Liberata con la scrittura, nella scrittura

cover def le ali della notte

cover def le ali della notteLibri come questo, Le ali della notte, Curcio Editore, di Sonia Giovannetti, fanno bene. Fanno bene allo spirito, scavano, vanno in profondità, come la poesia: “poeta minatore” secondo la formula che era di Giorgio Caproni. Conoscevo Sonia soprattutto come poeta – preferisco usare questo termine all’altro di poetessa che suona male, stride, è un termine unisex “poeta” e va bene sia al maschile sia al femminile e non a caso molte delle storie descritte, così leggere, eteree, evanescenti, sono scritte al maschile -; dicevo di conoscere Sonia soprattutto come poeta, attenta “operaia di parole”, elemento questo che anche in prosa non ha perduto. Perché la poesia ha quell’imprevisto, è, come afferma Pierluigi Cappello, “il luogo dell’inatteso, del lapsus, dello sguardo che concepisce il mondo con la coda dell’occhio”. E a ben guardare questi brevi componimenti hanno sempre questo straordinario colpo inatteso, questa forma che sconcerta e avvince.

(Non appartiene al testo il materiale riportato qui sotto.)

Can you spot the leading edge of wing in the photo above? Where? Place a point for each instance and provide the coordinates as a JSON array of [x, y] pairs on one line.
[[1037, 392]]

Una cornice li unisce, il racconto si snoda in una settimana, giorno dopo giorno, brevi episodi dal lunedì alla domenica – ma la domenica è giorno di riposo e di poesia, per cui i racconti si fermano al sabato – la poesia apre e chiude il percorso, non poteva essere diversamente per Sonia. Sono questi i protagonisti – i contenuti sono solo strumenti – il libro e la poesia, in altre parole “la scrittura”. Le ali della notte trovano la loro giustificazione in un vitale amore che dia senso all’esistenza, ragion d’essere e vita, libertà, valore, amore, speranza, tutto. “Liberata con la scrittura, nella scrittura”: in questa formula la sua ragione di scrivere, la parola come ricerca di libertà. “…E ogni volta che prendo una penna in mano nasco di nuovo, con le parole che escono da me”, come se le parole fossero altro, vive e piccole monadi che si lasciano conquistare, come se la parola e la poesia fossero un incontro non ricercato, quasi casuale, così dice Neruda. Allora l’amico, il vero amico, quello che non tradisce mai è là, in perenne attesa, lungamente cercato: “Tutto avrà senso quando inizierò a leggerti, mio caro libro”. Non è questo solo un semplice inizio, è un attestato di poetica, un programma che vede l’artista, qualsiasi artista, impegnato a seguire, un atto di fede. Parola come ricerca e parola come forma espressiva, e già nel suo incipit ne descrive la forma per ritrovarsi “migliore e piena di leggerezza. Leggerezza, dico”.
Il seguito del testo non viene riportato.